UnitedWeStand: Komentarz zedytowany przez usera dnia 27.11.2019 20:55Aby zrozumieć Mou trzeba jednak mieć trochę wyższe IQ niż przeciętne, więc rozumiem ten cały hejt na niego oraz pisanie, że spuścił United na dno oraz Ole poprowadzi nas do misia, bo ma DNA United, bo takich głosów będzie zawsze więcej i siłą rzeczy będą się bardziej przebijać.
Swoja drogą, to można dojść do tego samego wniosku po ostatnich wydarzeniach z Piątkiem oraz mediami, które przedstawiają kibiców Milanu jako najgorszych chamów, bo gwizdali na Polaka.
Dobrze, że James nie powiedział w wywiadzie, że jest ambitny, a United jest przystankiem w karierze do wielkiego klubu, bo jeszcze nie daj boże chamsy kibice by na niego gwizdali na OT..
@NoLogo
Najemnik..
Słowo, które istnieje tylko w umyśle polskich fanów piłki nożnej.
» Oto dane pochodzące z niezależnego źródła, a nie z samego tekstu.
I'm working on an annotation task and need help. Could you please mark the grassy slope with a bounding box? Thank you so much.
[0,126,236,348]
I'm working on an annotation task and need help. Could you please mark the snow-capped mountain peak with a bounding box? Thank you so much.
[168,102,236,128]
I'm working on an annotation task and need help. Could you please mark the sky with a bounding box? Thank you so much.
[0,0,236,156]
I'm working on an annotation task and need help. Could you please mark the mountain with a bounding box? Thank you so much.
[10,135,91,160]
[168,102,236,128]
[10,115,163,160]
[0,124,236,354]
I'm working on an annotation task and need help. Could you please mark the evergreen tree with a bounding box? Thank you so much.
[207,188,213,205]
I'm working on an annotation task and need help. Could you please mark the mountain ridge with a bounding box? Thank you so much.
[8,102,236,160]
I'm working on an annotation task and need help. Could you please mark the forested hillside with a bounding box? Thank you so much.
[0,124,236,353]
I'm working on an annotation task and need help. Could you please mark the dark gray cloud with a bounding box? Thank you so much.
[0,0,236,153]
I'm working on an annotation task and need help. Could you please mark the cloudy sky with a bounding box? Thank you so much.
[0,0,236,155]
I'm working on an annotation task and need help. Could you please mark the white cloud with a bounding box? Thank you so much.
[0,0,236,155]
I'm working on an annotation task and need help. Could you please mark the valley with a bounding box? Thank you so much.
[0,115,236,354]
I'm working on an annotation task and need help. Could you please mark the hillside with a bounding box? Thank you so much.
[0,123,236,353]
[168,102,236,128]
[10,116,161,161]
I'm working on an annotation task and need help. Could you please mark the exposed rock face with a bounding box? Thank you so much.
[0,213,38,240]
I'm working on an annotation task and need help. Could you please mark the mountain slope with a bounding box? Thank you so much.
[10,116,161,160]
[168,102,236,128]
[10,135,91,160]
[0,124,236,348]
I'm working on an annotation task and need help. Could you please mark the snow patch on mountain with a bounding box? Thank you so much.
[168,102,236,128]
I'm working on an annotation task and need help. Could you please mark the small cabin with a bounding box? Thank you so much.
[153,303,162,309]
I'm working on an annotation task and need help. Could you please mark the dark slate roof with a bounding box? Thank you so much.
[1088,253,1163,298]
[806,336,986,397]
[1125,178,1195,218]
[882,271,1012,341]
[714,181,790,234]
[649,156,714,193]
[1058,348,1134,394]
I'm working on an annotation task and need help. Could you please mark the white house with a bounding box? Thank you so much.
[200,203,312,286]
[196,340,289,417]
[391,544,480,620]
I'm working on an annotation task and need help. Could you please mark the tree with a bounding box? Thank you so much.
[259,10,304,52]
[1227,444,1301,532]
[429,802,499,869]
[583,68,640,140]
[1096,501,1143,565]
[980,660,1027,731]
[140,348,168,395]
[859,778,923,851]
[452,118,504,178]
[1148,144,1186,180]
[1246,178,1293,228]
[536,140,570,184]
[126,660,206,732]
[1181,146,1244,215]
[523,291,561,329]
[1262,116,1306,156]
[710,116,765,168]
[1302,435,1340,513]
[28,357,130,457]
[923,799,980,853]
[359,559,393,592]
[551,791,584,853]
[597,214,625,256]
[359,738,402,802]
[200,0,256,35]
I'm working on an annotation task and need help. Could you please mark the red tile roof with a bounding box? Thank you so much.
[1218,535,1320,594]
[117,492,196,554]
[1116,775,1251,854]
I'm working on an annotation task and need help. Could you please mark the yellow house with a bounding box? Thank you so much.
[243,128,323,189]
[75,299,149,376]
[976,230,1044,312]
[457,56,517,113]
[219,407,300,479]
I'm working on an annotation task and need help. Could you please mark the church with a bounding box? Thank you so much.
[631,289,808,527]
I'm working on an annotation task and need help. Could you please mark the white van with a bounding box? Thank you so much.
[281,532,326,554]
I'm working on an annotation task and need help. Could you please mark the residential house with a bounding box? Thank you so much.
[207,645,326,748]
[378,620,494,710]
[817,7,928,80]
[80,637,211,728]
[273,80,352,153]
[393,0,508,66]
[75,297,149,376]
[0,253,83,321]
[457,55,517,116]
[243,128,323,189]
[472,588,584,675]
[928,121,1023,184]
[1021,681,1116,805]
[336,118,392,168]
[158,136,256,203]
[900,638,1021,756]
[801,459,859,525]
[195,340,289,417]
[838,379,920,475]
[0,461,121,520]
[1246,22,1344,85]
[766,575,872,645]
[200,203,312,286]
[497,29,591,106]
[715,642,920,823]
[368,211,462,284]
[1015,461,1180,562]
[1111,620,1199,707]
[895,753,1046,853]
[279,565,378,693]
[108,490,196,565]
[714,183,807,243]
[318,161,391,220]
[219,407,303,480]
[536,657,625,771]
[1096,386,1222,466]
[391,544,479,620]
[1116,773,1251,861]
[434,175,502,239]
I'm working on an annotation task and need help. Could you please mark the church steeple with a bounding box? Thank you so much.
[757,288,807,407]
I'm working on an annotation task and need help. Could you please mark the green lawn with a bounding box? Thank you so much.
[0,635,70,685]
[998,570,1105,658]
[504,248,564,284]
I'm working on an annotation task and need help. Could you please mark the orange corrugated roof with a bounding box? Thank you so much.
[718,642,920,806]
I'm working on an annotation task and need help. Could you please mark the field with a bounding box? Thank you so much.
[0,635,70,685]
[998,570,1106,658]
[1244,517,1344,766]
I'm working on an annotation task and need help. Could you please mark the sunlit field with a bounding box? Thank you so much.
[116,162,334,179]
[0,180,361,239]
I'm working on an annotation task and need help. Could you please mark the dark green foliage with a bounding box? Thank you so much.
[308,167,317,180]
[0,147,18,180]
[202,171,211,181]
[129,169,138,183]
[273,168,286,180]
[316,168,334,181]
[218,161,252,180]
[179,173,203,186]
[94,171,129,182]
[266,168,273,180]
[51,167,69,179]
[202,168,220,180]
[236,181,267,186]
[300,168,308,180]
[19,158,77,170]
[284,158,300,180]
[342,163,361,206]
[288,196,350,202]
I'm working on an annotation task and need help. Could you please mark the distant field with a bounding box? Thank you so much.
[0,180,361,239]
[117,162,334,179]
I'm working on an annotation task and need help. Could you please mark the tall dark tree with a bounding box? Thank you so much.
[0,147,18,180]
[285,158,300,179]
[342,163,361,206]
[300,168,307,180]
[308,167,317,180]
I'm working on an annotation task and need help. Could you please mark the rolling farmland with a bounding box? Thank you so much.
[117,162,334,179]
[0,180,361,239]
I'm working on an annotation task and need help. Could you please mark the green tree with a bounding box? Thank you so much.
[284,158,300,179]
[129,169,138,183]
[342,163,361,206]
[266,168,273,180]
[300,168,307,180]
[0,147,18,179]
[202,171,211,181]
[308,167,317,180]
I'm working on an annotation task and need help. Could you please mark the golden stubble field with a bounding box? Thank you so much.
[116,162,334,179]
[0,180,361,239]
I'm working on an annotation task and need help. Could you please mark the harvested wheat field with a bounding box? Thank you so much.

Dobrze, że mamy OGS, który ma DNA United, a nie najemnika jak Mourinho, Guardiola albo Klopp. Mamy dzięki temu przewagę nad innymi! Dobrze, że mamy Rashforda i Lingarda, a nie najemników jak Salah albo De Bruyne. Kolejny plus na naszą korzyść! Tylko skąd to uwielbienie dla takiego James albo Wan Bissaka skoro to najemnicy bez naszego DNA?
Co do reszty:
Mou stwierdził, że odpadniecie z LM, to nie nowość dla United i co?
"Zakłamuje rzeczywistość?", bo wydaje mi się, że przez poprzednie lata parę razy nawet z grupy nie wyszliśmy, a komentarze eskpertów były jakby świat się zawalił, a Mou powinien zostać zwolniony jeżeli odpadnie z Hiszpanami..
Co do juniorów, to też bredzisz.
Mou stwierdził, że to nie są jego zawodnicy, bo wiadomo, że nie będą grać w sezonie, a nie było innych dostępnych i wolałby zostać w Manchesterze aby trenować z normalną kadrą. "Zakłamuje rzeczywistość?". Był też sfrustrowany zarządem oraz wyjazdem do USA gdzie nie chciał lecieć, więc ujął to mega dosadnie oraz współczuł kibicom na trybunach.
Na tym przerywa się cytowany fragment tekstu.